Veja o trailer do filme Sunshine - Alerta Solar

Sunshine - Alerta Solar

Sunshine - Alerta Solar

Sobre o que é Sunshine - Alerta Solar

O Sol está morrendo. A humanidade, portanto, também. Essa é a premissa crua de Sunshine - Alerta Solar, sci-fi cerebral lançado por Danny Boyle em 2007.

A nave Icarus II carrega uma bomba atômica do tamanho de Manhattan com a missão de reacender a estrela. Oito astronautas assumem uma viagem sem contato com a Terra. Tudo muda quando eles captam o sinal de S.O.S. da Icarus I, missão anterior que sumiu há sete anos.

Resumindo: a tripulação precisa decidir se segue o plano original ou arrisca tudo para investigar a nave fantasma. A decisão vai jogar a Icarus II numa espiral de panes, dilemas e mortes.

Linha do tempo e legado

Sunshine estreou nos cinemas em 13 de abril de 2007, três anos depois do cultuado 28 Days Later, primeiro grande êxito pós-Trainspotting de Danny Boyle. Foi pensado como parte de uma trilogia sci-fi do diretor, mas os planos morreram em função da recepção morna nas bilheterias.

Mesmo sem ganhar o público em 2007, o tempo foi generoso com o longa. Hoje, é citado como referência obrigatória ao lado de Perdido em Marte e citado por cineastas como um dos sci-fis físicos mais bonitos dos anos 2000.
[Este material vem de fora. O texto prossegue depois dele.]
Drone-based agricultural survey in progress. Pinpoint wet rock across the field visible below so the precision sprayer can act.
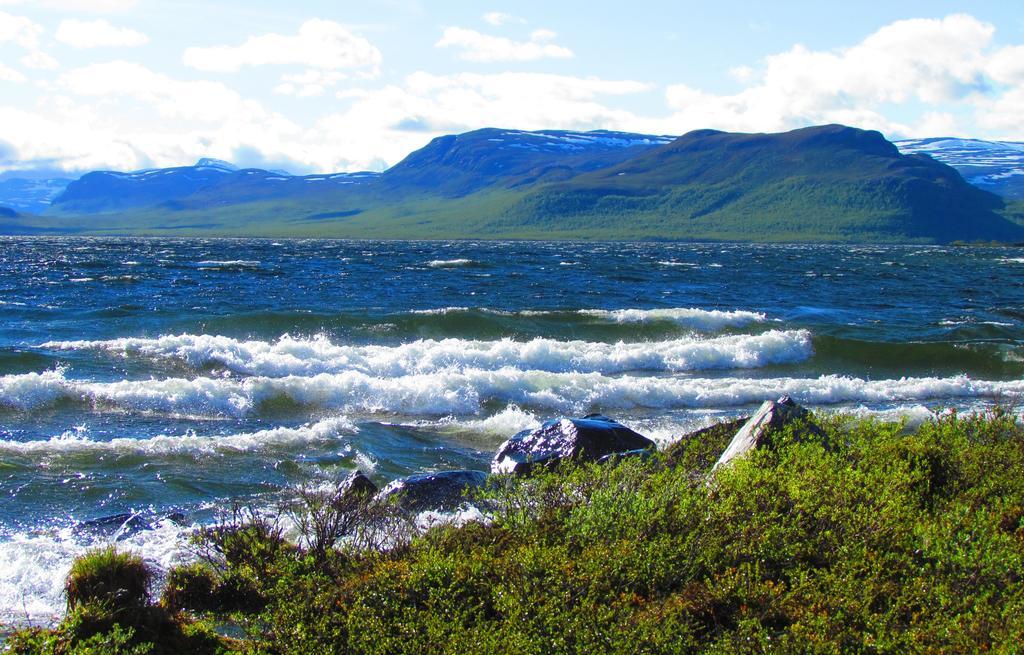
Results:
[490,414,656,475]
[338,470,379,498]
[712,396,823,473]
[377,471,487,512]
[664,417,751,470]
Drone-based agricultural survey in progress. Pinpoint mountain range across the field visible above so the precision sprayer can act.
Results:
[0,125,1024,243]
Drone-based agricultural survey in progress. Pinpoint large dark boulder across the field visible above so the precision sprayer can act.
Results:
[377,471,487,512]
[712,396,823,472]
[338,470,379,498]
[490,414,656,474]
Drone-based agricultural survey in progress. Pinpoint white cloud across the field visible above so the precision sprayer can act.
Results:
[435,28,573,62]
[729,66,755,82]
[273,69,348,98]
[0,62,26,82]
[57,61,265,123]
[0,0,138,13]
[482,11,521,28]
[22,50,60,71]
[183,18,381,75]
[308,72,650,170]
[0,61,305,171]
[656,14,1010,134]
[0,11,43,49]
[55,18,150,48]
Sem Oscars, sem palmas em Cannes, mas com um status cult sólido entre fãs de ficção científica de ideias e não só de efeitos.

Vale o ingresso?

Ponto alto: a primeira hora é praticamente irresistível. Boyle usa o Sol como personagem, Cillian Murphy segura o peso da dúvida cósmica no rosto, e a trilha sonora de John Murphy e Underworld transforma a radiação em trilha eletrônica.

Ponto alto 2: o design de som e a direção de arte vendem o vácuo, o calor, a claustrofobia. Você sente a pressão subir junto com a tripulação.

Ponto fraco: o terceiro ato quebra o tom. O filme vira terror slasher quase do nada, troca o dilema filosófico por sustos baratos e abandona a elegância que tinha construído até ali. É a mesma mudança de registro que rendeu muitas críticas na estreia.

Vale o ingresso? Sim, mas vá sabendo do solavanco. É um sci-fi A+ nos dois primeiros atos e um C honesto no terceiro.

  • O roteiro nasceu como o primeiro filme de uma trilogia sci-fi de Danny Boyle, chamada "Science Fiction", mas a sequência foi engavetada.
  • O físico Brian Cox, da Universidade de Manchester, foi consultor do roteiro para garantir que a aproximação do Sol e a física da bomba parecessem minimamente críveis.
  • Toda a iluminação do Sol nas cenas externas foi simulada em estúdio com lâmpadas de avião modificadas, porque filmar perto da estrela obviamente não era uma opção.

Sunshine - Alerta Solar é bom? Sim, é um dos sci-fis subestimados mais bonitos dos anos 2000, com duas horas de tensão cósmica e um elenco em estado de graça. O terceiro ato derrapa, mas não estraga o que veio antes.

Sunshine - Alerta Solar é do mesmo diretor de Trainspotting? Exato. Danny Boyle, de Trainspotting - Sem Limites e Steve Jobs, dirige o longa, e a assinatura dele aparece no corte nervoso e na trilha eletrônica pulsante.

Sunshine - Alerta Solar tem cena pós-créditos? Não. O longa termina antes dos créditos finais, sem teaser, sem gancho, sem easter egg escondido. Quando acabar, acabou.

Pra quem é este filme:

  • Fãs de sci-fi físico e intelectual, que acham 2001 subestimado e amam a ideia de filme cujo vilão é uma equação.
  • Devotos de Danny Boyle e da estética pós-Trainspotting, interessados em conferir o perfil cinematográfico do diretor fora da realidade britânica.
  • Curiosos pela filmografia inicial de Cillian Murphy, Chris Evans e Michelle Yeoh, todos antes de virarem nomes de blockbuster global.